PROBLEM TO BE SOLVED: To restrain the wear of a margin part 6 by surely and efficiently feeding a cutting fluid to the margin part 6. SOLUTION: Chip evacuation slots 2 are formed in the circumference of a tip part of a nearly cylindrical drill body 1 rotated around an axis O, a cutting blade 4 is formed on the ridge part on the tip side of a wall surface 2A facing to the drill rotation direction T of each of the chip evacuation slots 2, the margin part 6 of which circumferential surface 6a forms a cross- sectionally circular arc centering the axis O with an outside diameter D nearly equal to the cutting blade 4 is formed on the edge part on the drill rotation direction T side of each land part 5 formed in the circumferential direction between the chip evacuation slots 2, and a feeding slot 11 of the cutting fluid is formed on the circumferential surface 6a of each of the margin parts 6.

Description

DETAILED DESCRIPTION OF THE INVENTION

[0001]

BACKGROUND OF THE INVENTION 1. Field of the Invention The present invention relates to a drill for drilling a workpiece with a cutting blade formed at the tip of a drill body rotated about an axis.

[0002]

2. Description of the Related Art As such a drill, for example, FIG.
Or a two-edged twist drill as shown in FIG. 7 is generally known.
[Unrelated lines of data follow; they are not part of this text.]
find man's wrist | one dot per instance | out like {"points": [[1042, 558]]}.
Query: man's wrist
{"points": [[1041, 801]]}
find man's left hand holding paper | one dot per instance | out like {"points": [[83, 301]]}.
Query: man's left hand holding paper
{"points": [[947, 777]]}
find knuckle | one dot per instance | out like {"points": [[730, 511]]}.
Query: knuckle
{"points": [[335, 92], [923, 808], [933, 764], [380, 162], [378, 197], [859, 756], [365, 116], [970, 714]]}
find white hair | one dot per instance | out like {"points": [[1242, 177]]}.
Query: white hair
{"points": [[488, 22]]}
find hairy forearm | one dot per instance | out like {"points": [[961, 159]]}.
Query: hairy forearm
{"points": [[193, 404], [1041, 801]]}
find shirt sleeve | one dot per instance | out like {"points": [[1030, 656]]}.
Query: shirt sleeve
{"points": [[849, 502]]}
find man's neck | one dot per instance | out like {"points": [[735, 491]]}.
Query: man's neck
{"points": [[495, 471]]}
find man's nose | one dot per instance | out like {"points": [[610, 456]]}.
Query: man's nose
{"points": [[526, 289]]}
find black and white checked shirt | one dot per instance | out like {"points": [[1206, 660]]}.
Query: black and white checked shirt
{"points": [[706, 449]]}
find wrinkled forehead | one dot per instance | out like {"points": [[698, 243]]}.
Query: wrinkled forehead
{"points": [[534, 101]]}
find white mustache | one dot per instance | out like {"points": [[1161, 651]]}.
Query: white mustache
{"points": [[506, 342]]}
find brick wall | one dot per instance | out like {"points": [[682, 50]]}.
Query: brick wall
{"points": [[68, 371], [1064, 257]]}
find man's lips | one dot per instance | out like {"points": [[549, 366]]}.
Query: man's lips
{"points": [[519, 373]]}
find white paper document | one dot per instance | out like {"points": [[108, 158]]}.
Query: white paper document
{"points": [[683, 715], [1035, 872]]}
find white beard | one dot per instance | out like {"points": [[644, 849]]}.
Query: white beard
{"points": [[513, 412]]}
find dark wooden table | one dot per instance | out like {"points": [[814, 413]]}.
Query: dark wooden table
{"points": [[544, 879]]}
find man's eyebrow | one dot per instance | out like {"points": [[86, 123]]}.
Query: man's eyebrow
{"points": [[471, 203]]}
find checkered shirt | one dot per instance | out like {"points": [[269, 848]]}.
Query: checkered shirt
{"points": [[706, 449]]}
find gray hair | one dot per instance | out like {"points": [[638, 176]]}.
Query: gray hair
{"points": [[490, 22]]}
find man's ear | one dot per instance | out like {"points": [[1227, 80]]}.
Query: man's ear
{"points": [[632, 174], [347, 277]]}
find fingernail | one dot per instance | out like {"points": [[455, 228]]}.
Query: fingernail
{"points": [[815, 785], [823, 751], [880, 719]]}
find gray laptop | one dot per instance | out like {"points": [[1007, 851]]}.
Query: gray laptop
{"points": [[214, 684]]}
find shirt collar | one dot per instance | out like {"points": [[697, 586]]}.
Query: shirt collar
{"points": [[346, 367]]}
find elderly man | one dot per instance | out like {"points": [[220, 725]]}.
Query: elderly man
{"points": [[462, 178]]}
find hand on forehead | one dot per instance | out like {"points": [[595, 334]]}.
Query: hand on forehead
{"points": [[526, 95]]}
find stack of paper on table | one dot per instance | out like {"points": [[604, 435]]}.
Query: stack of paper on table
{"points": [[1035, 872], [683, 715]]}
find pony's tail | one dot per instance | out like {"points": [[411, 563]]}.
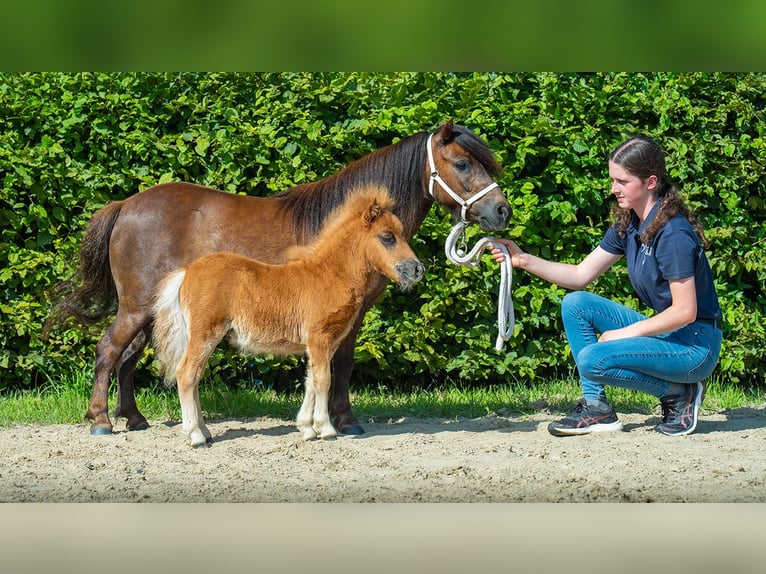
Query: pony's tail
{"points": [[171, 333], [96, 297]]}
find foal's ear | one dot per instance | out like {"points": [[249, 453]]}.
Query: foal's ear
{"points": [[372, 212], [445, 132]]}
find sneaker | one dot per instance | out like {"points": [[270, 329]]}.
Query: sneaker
{"points": [[586, 418], [679, 412]]}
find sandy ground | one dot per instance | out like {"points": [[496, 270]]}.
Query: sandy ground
{"points": [[489, 459]]}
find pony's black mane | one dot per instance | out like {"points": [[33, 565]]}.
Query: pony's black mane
{"points": [[399, 167]]}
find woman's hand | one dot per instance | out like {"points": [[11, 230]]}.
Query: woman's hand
{"points": [[513, 249]]}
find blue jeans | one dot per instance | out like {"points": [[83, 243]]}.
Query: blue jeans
{"points": [[647, 364]]}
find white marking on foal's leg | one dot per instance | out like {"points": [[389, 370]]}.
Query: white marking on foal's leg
{"points": [[321, 381], [191, 412], [304, 420]]}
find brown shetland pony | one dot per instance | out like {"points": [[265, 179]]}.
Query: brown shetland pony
{"points": [[306, 305], [129, 245]]}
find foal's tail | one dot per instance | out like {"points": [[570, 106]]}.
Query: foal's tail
{"points": [[96, 297], [171, 333]]}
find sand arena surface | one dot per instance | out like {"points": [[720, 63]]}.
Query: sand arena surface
{"points": [[488, 459]]}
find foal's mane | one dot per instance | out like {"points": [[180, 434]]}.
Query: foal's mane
{"points": [[346, 219], [399, 167]]}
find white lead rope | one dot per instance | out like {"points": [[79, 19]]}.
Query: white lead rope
{"points": [[505, 315]]}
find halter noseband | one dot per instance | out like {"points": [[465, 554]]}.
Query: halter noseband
{"points": [[435, 177]]}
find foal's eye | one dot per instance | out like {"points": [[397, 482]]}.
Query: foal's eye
{"points": [[462, 165], [387, 238]]}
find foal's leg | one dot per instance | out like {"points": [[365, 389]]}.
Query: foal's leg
{"points": [[190, 369], [305, 419], [126, 399], [188, 374], [320, 368], [108, 352]]}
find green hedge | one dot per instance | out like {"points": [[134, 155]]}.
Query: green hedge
{"points": [[69, 143]]}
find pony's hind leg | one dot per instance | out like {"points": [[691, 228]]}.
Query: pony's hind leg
{"points": [[108, 352], [126, 399]]}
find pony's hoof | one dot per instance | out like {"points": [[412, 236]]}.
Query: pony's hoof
{"points": [[100, 429], [353, 429]]}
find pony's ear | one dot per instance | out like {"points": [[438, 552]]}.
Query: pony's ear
{"points": [[445, 131], [372, 212]]}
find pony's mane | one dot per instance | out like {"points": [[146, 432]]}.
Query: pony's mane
{"points": [[345, 217], [398, 166]]}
In the twist drill shown in these figures, a pair of chip discharge grooves 2 and 2 are formed around the distal end of a substantially cylindrical drill body 1 formed of a hard material such as steel or cemented carbide. The tip side of the wall surface 2A of each chip discharge groove 2 facing the drill rotation direction T side is formed so as to be twisted rearward in the drill rotation direction T at the time of machining as it goes to the rear end side symmetrically with respect to the axis O of FIG. At the ridge, that is, at the intersection ridge line between the wall surface 2A and the tip flank 3 of the drill body 1, there is formed a cutting edge 4 which is inclined toward the rear end side at a predetermined cutting edge angle toward the outer peripheral side. I have. Note that a thinning surface 3a is formed on the rear side of the tip flank 3 in the drill rotation direction T, so that the inner peripheral side portion of the cutting blade 4 is on the axis O side of the tip flank 3, that is, The thinning blade 4a is bent toward the center of rotation of the drill to form a thinning blade 4a.
A chisel blade 4b is formed on the axis O where the thinning blades 4a, 4a intersect.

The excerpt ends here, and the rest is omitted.